Jason didn’t move at first. The small, steel object on his doormat gleamed faintly in the morning light, its silver etchings curling in the same style as the artefact he had unearthed in the basement. His gut twisted.
He shut the door quickly, double-locking it. His breathing was shallow, erratic. He carried the package to the kitchen table, dropped it there like it might explode, and stepped back.
“What the hell is happening to me?” Jason muttered.
His mind replayed last night in fragments, the storm, the shard’s searing touch, his ribs snapping and then healing, the shadow creature crouched in the dark, the knocking at dawn. And now this.
Jason’s fingers itched. He wanted to unwrap the steel object, to know. But at the same time, fear gnawed at him. Curiosity had nearly killed him once already.
He paced the kitchen. His phone buzzed from the counter.
“Jason?” It was his boss’s voice when he answered, sharp and annoyed. “You were supposed to be in an hour ago. You’re not pulling another late-night excuse, are you?”
Jason closed his eyes. For a heartbeat, he considered telling the truth. Sorry, boss, I was busy unlocking an artefact of death in my basement and discovering I can heal like a comic book character.
Instead, he muttered, “Yeah, sorry. Bad night. I’ll be in.”
He hung up before the man could reply. Work. As if any of that mattered anymore, But normalcy, that was the only anchor he had left.
Jason dressed quickly, left the house without touching the steel package again, and caught the subway downtown. He told himself it was all a nightmare. That ignoring it would make it fade. It didn’t.
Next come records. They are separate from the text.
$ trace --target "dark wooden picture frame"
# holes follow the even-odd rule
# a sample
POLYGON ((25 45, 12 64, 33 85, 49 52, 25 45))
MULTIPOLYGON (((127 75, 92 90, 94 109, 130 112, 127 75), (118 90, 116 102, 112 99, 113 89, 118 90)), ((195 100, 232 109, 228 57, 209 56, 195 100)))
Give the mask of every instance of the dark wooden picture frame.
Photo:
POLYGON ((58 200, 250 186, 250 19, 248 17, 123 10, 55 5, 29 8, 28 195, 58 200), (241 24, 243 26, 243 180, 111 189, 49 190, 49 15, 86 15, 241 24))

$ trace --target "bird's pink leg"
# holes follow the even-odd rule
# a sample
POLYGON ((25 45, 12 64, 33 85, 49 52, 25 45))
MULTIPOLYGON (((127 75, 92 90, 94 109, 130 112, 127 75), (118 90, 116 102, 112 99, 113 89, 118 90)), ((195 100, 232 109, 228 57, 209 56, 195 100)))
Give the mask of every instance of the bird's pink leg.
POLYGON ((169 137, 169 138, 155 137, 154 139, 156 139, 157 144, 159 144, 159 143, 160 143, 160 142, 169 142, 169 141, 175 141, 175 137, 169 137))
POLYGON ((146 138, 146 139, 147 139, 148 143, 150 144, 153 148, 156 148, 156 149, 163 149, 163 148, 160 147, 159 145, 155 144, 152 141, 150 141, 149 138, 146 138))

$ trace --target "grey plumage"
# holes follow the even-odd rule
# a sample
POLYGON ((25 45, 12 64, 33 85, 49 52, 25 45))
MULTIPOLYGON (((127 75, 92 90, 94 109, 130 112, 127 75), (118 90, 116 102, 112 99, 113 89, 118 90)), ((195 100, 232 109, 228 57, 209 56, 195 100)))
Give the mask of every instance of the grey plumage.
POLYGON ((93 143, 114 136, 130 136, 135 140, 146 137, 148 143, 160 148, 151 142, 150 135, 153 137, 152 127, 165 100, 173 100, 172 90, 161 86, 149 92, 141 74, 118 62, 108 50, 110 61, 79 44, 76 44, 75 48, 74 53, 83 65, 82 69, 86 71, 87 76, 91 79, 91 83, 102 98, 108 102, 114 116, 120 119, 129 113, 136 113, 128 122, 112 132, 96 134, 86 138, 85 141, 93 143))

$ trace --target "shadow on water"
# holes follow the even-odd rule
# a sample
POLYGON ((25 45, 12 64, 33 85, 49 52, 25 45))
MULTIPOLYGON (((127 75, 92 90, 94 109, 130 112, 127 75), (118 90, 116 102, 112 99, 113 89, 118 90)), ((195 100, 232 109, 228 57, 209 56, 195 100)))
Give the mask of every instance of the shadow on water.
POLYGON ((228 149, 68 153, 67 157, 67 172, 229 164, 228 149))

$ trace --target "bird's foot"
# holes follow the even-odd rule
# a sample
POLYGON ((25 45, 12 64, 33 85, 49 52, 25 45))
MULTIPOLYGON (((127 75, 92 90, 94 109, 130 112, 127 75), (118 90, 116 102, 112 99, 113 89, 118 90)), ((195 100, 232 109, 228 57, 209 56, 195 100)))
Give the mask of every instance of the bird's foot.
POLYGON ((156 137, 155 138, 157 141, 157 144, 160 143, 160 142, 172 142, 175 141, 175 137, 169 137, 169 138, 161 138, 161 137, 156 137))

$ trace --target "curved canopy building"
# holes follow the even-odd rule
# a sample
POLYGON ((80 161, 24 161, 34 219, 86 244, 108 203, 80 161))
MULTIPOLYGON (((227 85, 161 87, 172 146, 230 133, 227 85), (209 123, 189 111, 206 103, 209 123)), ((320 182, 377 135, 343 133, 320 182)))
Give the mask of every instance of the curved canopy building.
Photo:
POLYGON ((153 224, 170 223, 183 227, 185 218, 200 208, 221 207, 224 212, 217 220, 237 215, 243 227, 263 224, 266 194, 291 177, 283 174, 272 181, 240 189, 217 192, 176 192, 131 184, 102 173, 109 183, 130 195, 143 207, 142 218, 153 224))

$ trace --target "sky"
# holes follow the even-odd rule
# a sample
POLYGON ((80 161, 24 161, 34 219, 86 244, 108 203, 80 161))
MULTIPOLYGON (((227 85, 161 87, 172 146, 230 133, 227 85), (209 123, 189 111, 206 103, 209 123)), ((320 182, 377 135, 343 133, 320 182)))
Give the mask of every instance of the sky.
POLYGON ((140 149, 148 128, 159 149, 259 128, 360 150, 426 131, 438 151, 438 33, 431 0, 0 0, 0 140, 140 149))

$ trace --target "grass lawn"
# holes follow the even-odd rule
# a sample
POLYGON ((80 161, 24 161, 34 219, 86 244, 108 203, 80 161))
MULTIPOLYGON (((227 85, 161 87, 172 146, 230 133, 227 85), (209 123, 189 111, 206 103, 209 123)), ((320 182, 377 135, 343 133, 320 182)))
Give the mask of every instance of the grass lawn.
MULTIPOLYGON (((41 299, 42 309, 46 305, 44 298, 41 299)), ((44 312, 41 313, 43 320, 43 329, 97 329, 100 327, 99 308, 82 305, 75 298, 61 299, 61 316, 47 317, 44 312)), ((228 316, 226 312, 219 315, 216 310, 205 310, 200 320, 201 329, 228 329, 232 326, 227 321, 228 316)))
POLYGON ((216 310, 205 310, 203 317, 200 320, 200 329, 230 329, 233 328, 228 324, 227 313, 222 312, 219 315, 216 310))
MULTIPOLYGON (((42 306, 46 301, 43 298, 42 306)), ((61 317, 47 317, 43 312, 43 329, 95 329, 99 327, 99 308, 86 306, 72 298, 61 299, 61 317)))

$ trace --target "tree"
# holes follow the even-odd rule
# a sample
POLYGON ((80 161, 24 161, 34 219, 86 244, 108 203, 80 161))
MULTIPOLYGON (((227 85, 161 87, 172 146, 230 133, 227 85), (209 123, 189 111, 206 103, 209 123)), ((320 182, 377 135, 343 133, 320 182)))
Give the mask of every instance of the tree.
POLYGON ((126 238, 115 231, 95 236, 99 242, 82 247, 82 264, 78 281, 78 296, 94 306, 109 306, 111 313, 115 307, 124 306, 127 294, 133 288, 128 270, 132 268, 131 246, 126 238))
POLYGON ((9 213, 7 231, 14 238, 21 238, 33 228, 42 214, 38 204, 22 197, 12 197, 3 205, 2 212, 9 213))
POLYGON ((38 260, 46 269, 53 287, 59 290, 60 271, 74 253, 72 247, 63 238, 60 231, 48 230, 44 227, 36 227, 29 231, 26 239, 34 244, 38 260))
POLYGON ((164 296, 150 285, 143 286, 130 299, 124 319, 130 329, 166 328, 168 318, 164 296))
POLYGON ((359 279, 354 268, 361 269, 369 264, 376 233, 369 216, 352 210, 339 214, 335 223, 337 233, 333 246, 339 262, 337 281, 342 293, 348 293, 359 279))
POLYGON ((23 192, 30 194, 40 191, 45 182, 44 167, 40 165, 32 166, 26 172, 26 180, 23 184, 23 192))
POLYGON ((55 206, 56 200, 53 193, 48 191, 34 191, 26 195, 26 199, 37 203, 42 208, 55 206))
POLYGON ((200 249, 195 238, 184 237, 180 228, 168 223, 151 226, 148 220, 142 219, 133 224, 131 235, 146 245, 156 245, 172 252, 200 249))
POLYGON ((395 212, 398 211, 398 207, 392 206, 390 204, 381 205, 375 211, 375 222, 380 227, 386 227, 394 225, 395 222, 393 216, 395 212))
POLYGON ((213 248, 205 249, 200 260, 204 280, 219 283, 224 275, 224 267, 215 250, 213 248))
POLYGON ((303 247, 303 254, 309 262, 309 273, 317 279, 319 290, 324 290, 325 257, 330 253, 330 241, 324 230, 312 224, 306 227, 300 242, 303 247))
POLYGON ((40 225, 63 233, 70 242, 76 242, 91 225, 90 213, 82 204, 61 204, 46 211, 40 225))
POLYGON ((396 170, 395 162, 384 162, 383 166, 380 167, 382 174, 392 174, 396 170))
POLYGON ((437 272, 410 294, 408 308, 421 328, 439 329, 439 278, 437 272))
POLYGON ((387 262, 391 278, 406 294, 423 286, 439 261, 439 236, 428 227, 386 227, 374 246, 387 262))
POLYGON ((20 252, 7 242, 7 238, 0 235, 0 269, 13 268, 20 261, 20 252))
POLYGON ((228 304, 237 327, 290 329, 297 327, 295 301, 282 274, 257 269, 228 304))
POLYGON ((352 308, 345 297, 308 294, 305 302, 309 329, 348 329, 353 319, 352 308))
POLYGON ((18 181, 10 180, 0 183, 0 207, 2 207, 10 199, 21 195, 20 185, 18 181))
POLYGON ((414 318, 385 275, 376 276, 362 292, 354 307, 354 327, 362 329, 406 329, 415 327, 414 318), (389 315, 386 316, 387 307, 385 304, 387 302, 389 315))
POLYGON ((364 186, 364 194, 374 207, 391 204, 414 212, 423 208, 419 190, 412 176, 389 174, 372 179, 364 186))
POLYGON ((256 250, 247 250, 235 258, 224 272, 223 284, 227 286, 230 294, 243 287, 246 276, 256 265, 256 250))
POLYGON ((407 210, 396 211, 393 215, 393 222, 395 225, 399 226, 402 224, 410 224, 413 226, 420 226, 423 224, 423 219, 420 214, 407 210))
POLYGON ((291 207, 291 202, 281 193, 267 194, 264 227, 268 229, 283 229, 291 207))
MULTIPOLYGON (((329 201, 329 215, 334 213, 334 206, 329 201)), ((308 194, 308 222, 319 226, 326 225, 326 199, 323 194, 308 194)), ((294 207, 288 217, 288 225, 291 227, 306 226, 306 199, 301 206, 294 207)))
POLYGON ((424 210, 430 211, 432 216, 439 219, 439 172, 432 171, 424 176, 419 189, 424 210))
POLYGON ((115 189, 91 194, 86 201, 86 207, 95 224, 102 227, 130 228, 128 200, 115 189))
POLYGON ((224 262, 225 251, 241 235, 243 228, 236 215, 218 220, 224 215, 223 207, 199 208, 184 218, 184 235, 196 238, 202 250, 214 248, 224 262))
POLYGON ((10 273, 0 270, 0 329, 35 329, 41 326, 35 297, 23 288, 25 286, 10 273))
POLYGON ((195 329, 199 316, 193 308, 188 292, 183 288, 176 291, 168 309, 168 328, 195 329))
All through the morning, his body buzzed with that unnatural warmth. When he brushed his hand against the edge of a desk, the paper cut healed in seconds. When he sipped scalding-hot coffee, the burn vanished before he could flinch.
By noon, Jason’s nerves were frayed. He needed air, He stepped out of the office, weaving through the crowded city streets. Neon signs blinked. Vendors shouted. Cars blared horns. Everything should have felt normal.
But Jason’s gaze snagged on shadows, Every alley seemed deeper than it should be. Every reflection in shop glass lingered too long. His heart thudded, waiting, expecting. “Mr. Miller.”
Jason froze. The voice came from just behind him, calm and deliberate. He turned.
A man stood there, dressed in a long gray coat despite the summer heat. His hair was black, streaked with white at the temples, and his eyes, sharp, unblinking, seemed to cut through Jason.
“You’ve touched it,” the man said softly. It wasn’t a question.
Jason’s mouth went dry. “I… I don’t know what you’re talking about.”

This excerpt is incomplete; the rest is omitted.